Kan şekerinin düşmesine her bedenin farklı biçimde reaksiyon verebildiğinin altını çizen Anadolu Sıhhat Merkezi Endokrinoloji Uzmanı Prof. Dr. İlhan Tarkun, “Hipoglisemi ile alakalı olarak ortaya çıkabilecek birçok belirti ve bulgu var. Sersemlik, çok açlık hissetme, baş ağrısı, baş karışıklığı, konsantrasyon kaybı, terleme, titreme, bulanık görme, kişilik değişiklikleri, soluk görünümlü cilt, ani ortaya çıkan sonluluk hali, kalp atışlarının hızlanması ve uyku sorunları üzere belirtiler görülebilir. Kimi bireylerde hipoglisemi gelişimi sonrasında rastgele bir belirti ortaya çıkmayabileceği için dikkatli olunmalı” diye konuştu.

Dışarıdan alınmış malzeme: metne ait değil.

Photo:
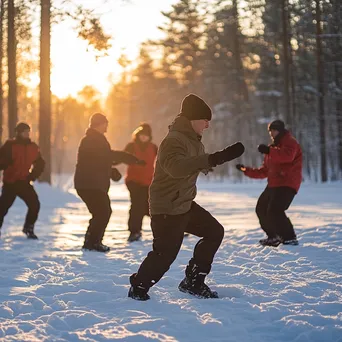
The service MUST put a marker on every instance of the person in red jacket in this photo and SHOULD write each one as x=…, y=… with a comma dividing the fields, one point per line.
x=283, y=169
x=139, y=178
x=22, y=164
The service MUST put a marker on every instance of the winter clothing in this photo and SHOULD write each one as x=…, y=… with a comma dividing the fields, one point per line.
x=97, y=119
x=92, y=181
x=25, y=191
x=115, y=175
x=143, y=129
x=283, y=165
x=277, y=125
x=168, y=232
x=270, y=209
x=240, y=167
x=141, y=175
x=283, y=168
x=139, y=178
x=229, y=153
x=17, y=157
x=180, y=159
x=195, y=108
x=98, y=204
x=22, y=127
x=94, y=162
x=139, y=207
x=264, y=149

Diyabet hastaları şuurlu davranmalı
Hipoglisemi belirtilerinin hissedildiği vakit diliminde kan şekeri seviyesinin tespit edilmesinin hipoglisemi tanısı için çok kıymetli olduğunu söyleyen Prof. Dr. İlhan Tarkun, “Özellikle şeker hastalığı bulunan ve bu rahatsızlıkları için ilaç kullanan şahıslar, kan şekeri seviyelerinin seyri konusunda şuurlu davranmalı. Sık olarak hipoglisemi şikayetinden yakınan şahısların, sıhhat kuruluşlarına başvurarak tabiplerden bu hususta yardım almaları önerilir. Tabipler hipoglisemiye tanısal yaklaşımda başvuranın kişinin tıbbı hikayesini, beslenme alışkanlıklarını ve hipoglisemi ile alakalı şikayetlerini değerlendirir” formunda konuştu.
Hipoglisemi hastaları karbonhidrat kaynaklarını yanında taşımalı
Hipoglisemi komaya kadar ilerleyebilecek hayatı tehdit edici bir durum olması nedeniyle tanısı ve tedavisinin kıymetli bir tıbbi durum olduğunun altını çizen Prof. Dr. İlhan Tarkun, “Aşırı düşük kan şekeri tespit edilen bireylerde damar yoluyla şeker içeren solüsyonlar verilebilir. Ağızdan ilaç alabilecek hastalarda süratli emilebilir, karbonhidrat kaynağı olan meyve suları üzere besinler verilmesi tedavinin birinci evresini oluşturur. Ağızdan beslenemeyen bireylerde ise kas içine glukagon enjeksiyonu yapılabilir. Hipogliseminin ilaç dışı denetimi hastanın bilinçlendirilmesi ve çeşitli hayat stili değişiklikleri uygulaması ile gerçekleştirilebilir. Hipoglisemi hastalarının bu bahiste etrafını uyarıcı bileklerden takması ve şikayetlerinin başlangıcında çabucak tüketebilmesi için gerekli karbonhidrat kaynaklarını yanında taşıması önerilir” açıklamasında bulundu. Çeşitli diyabet kuruluşlarının şahısların hipoglisemi bulgularının ortaya çıkması ile tüketecekleri karbonhidrat ölçüsünün asgarî 15-20 gram olarak önerdiğini paylaşan Prof. Dr. İlhan Tarkun, “Çeşitli barlar, meyveler, meyve suları, çubuk kraker ve bisküviler bu seviyede karbonhidrat içeriğine sahip atıştırmalıklar ortasında yer alırlar” açıklamasında bulundu.